Все, что я знала — Львовский рядом. Остановился в шаге от меня, игнорируя вспышки камер и перекошенное недовольством лицо новоиспеченной жены, маячившей за его плечом.
— Роман! — высокий визглявый голос затерялся в гуле возмущения гостей.
— Потанцуй со мной, — сквозь звук ударов кровоточащего сердца расслышала я.
Моего ответа никто не стал ждать. Музыка все еще играла, заглушая ропот недовольных подружек невесты. Пусть немного, но приглушая мою боль.
Сейчас, как никогда, я поняла: мазохист — это я.
Крепкие руки подхватили меня. Против воли закружили в танце.
Львовский отлично двигался. Отлично выглядел. Он все делал отлично. Идеально.
Идеально и выверено наносил смертельные раны, кромсал мою душу в кровь.
Зачем он подошел? Ему мало той боли, что он причинил мне?
Да, очевидно, так и есть.
Я подняла голову. Однако взгляд диких и безумных
Больше — нет.
Роман молчал. Смотрел, не мигая. И молчал. За него говорил его взгляд. Но было поздно. Он теперь чужой мужчина. Чужой муж. Не мой!
Вокруг меня царил все тот же вакуум. Сердце настолько устало болеть, что успело очерстветь, превратиться в камень. А я нашла в себе силы на улыбку.
Боже! Я отчетливо поняла, что ненавижу этого человека. Так же сильно, как и люблю.
— Поздравляю! — выдохнула я.
Львовский моргнул. Мелодия перетекла в более ритмичную. Наступил момент, когда нужно разжать руки. И я это сделала.
Однако Роман не спешил отпускать меня. Стоял, прижимая к своему напряженному телу.
— Рома! — Прохор намеренно перетянул внимание на себя.
Буквально силой разжал руки брата, перехватил мое безвольное тело и повел к выходу.
Я не оглядывалась. Все пространство заволокло туманом. Ноги с трудом двигались. Голова кружилась. И, кажется, я готова была вот-вот упасть в обморок на радость Дашке и мачехе.

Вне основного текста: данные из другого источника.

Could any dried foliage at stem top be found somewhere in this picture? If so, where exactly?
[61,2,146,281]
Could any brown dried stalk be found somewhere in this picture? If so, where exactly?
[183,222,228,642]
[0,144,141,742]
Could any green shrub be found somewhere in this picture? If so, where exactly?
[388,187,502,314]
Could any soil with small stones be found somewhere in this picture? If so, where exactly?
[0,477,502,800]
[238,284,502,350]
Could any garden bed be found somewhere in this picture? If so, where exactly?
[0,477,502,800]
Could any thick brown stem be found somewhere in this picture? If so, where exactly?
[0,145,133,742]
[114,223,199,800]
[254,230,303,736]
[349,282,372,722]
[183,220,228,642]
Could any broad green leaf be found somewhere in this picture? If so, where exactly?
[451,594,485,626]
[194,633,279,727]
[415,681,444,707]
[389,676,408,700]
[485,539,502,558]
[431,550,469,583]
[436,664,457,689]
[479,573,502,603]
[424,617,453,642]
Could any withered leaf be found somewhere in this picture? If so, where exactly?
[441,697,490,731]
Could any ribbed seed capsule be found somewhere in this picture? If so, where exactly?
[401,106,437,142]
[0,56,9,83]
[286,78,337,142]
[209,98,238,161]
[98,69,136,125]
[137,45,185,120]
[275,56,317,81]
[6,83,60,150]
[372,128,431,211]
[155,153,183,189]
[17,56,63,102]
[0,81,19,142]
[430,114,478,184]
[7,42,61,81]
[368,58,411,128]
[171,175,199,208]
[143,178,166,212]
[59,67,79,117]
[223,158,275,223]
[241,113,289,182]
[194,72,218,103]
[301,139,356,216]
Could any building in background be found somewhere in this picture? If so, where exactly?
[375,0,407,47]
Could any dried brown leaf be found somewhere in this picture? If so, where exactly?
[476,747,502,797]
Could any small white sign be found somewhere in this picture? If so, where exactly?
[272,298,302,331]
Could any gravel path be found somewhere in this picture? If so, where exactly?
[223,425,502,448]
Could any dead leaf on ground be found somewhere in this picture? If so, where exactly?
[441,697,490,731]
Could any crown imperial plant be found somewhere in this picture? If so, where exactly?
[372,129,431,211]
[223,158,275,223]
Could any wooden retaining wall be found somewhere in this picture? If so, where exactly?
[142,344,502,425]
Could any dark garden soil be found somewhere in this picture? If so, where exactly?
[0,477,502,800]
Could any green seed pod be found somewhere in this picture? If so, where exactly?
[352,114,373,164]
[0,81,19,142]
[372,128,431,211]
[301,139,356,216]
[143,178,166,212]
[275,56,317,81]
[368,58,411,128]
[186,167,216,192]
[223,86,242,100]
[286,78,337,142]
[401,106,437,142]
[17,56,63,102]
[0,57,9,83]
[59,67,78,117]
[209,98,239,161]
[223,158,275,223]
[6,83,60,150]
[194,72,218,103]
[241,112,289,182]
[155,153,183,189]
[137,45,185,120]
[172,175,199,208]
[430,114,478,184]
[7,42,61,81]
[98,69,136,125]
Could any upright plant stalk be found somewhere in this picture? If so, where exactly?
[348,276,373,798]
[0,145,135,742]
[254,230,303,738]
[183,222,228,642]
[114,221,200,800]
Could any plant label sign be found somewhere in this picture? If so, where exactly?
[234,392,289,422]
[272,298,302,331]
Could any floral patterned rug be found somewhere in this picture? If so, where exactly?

Все те же репортеры обступили Львовского, не пропуская его к выходу. Лица Дашки и мачехи смазанными, перекошенными, полными злобы масками на миг возникли перед моими глазами.
Однако их злоба не трогала меня. Кажется, Роман Дмитриевич Львовский превратил меня из эмоционального человека в черствую куклу.
Прохор помог надеть пальто. Я не стала ждать, пока кто-то из охранников сообщит о том, что такси подъехало и ждет пассажира.
Я хотела как можно быстрее умчаться из этого отеля. Подальше от Ромы. На другой конец света. От боли. От себя.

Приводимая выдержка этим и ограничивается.